Floyd asked for a ride to Youngstown. Mrs. Conkle said she couldn’t take him, but her brother-in-law Stewart Dyke and his wife were out in her field picking corn. When they returned, maybe they would take him. Floyd climbed into Dyke’s Model A and waited. The keys were in the ignition, but he did not steal the car.
Around four o’clock Dyke and his wife walked up to the house. Floyd asked for a ride to Youngstown. He could pay. Dyke said he was too tired. “I’ll take you to Clarkson, though,” he said, where there was a bus to Youngstown. “Come on get in.” Dyke said.
Floyd climbed back into the car, borrowed Mrs. Dyke’s powder puff and began to apply it to his face, apparently in a feeble attempt to disguise himself. Dyke slid behind the wheel. As the car backed out of the yard, everyone waved good-bye to Mrs.
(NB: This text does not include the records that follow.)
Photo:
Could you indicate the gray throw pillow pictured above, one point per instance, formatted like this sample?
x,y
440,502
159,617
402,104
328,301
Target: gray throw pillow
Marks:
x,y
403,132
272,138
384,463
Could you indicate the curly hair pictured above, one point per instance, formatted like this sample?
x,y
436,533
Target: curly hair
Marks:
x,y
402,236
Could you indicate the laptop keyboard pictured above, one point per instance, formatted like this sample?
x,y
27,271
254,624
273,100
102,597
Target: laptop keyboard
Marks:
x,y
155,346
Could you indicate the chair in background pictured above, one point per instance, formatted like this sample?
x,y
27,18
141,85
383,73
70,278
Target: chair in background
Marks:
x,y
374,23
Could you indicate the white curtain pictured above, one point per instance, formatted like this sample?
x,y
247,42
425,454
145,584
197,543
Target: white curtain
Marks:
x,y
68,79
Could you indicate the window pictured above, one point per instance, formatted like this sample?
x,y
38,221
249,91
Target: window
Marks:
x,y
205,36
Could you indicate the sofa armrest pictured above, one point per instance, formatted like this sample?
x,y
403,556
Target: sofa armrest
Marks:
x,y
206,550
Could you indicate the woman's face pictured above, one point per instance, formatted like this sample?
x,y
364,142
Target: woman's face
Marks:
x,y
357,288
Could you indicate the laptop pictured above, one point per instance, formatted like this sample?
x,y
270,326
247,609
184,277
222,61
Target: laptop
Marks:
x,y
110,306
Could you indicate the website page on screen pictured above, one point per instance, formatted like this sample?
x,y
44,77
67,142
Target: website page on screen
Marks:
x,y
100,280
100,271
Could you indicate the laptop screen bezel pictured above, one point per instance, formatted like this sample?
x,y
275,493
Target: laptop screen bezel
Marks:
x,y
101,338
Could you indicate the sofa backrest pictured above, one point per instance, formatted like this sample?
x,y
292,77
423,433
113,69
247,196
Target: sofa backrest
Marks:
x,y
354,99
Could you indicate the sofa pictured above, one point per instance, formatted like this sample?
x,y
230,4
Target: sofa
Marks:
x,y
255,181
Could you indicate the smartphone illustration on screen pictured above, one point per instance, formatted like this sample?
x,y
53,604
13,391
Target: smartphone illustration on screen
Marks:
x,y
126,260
Conkle.
Then Stewart Dyke saw the two cars coming up the road.
4:10 P.M.
The two cars eased around a wide curve and rolled up the rise toward the last farm on the Sprucevale Road, the Conkle place. One of the East Liverpool policemen, Glenn G. “Curly” Montgomery, saw Floyd first. “Stop!” Montgomery hollered. “That’s him!”
Floyd spotted the lawmen a moment before they saw him. He ducked down and drew his pistol. “Drive behind that building!” he ordered Dyke. “They’re looking for me.” Dyke did as he was told, pulling his car behind a corn crib—a fifteen-foot-wide raised wooden shed used to store corn. Dyke reached over and unlocked the car door.